A recent study suggests that treatment with metformin was associated with an increased risk of major adverse cardiac and cerebrovascular events (MACCE) but lower all-cause mortality and end-stage renal disease (ESRD).
The study findings were published in the journal Kidney Research and Clinical Practice on November 29, 2021.
Although new classes of anti-diabetes drugs have shown significant benefits in preventing CVD development, metformin is still the first-line drug for DM management. However, the relationship between metformin use and clinical outcomes in CKD remains controversial. Moreover, there is a lack of consensus about the relationship between metformin use and clinical outcomes in patients with CKD. Therefore, Dr. Hyoungnae Kim and his team conducted a study to evaluate the relationship between metformin use and the incidence of MACCE, all-cause mortality, and ESRD in CKD patients.

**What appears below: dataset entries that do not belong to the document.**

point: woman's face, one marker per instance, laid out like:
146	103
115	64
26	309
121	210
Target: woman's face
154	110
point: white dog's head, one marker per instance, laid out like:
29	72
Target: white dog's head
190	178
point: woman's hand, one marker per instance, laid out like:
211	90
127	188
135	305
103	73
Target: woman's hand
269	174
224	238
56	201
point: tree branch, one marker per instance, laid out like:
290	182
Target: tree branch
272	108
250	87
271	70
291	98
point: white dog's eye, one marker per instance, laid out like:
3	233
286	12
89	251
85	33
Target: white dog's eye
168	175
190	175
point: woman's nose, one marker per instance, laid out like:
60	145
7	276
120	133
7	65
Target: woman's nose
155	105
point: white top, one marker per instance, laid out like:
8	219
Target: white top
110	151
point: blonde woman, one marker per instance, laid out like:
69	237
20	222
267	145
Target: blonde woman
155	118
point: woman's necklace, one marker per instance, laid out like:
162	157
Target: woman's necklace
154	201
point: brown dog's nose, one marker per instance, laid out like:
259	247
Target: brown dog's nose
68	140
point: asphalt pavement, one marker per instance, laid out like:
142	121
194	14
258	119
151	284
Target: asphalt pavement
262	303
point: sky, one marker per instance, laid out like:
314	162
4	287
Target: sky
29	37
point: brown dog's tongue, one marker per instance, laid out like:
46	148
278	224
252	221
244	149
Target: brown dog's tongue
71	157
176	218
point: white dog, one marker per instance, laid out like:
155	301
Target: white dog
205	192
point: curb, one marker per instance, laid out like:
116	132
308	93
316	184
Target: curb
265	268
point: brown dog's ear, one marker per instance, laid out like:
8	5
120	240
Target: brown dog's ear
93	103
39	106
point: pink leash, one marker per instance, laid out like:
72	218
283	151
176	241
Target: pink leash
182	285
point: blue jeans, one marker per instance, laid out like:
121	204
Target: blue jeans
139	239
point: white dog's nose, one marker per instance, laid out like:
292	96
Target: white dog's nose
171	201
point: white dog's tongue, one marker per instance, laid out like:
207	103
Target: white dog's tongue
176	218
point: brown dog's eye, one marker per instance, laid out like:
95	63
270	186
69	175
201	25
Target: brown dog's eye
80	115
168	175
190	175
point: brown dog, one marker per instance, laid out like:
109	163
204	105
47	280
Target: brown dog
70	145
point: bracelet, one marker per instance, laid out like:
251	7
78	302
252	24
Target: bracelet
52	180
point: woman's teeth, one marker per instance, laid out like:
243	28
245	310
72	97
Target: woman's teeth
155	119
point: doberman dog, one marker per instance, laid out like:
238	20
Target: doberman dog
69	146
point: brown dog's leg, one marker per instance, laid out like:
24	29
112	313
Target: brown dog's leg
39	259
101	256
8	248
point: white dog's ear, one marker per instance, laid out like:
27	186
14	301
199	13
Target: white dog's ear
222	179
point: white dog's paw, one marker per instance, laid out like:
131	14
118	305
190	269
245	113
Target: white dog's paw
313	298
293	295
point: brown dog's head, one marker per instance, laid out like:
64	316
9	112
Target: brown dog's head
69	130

In this nationwide cohort study, the researchers included 97,713 diabetes patients with an estimated glomerular filtration rate of <60 mL/min/1.73 m2 from a large Korean health screening cohort. The major outcome assessed was the incidence of MACCE. The researchers also assessed all-cause mortality and incident end-stage renal disease (ESRD).
Key findings of the study:
- Upon analysis, the researchers found that the metformin users had a significantly higher risk of MACCE than non-users (hazard ratio [HR], 1.20).
- However, during follow-up, they found that metformin users had a lower risk of all-cause mortality (HR, 0.78) and ESRD (HR, 0.44) when compared with non-users.
- They noted that the relationships between metformin use and clinical outcomes remained consistent in propensity score matching analyses and subgroup analyses of patients with adequate adherence to anti-diabetes medication.
The authors concluded, "Treatment with metformin was associated with an increased risk of MACCE in patients with diabetes and CKD. However, metformin users had a lower risk of all-cause mortality and ESRD during follow-up than non-users did. Therefore, metformin needs to be carefully used in patients with CKD."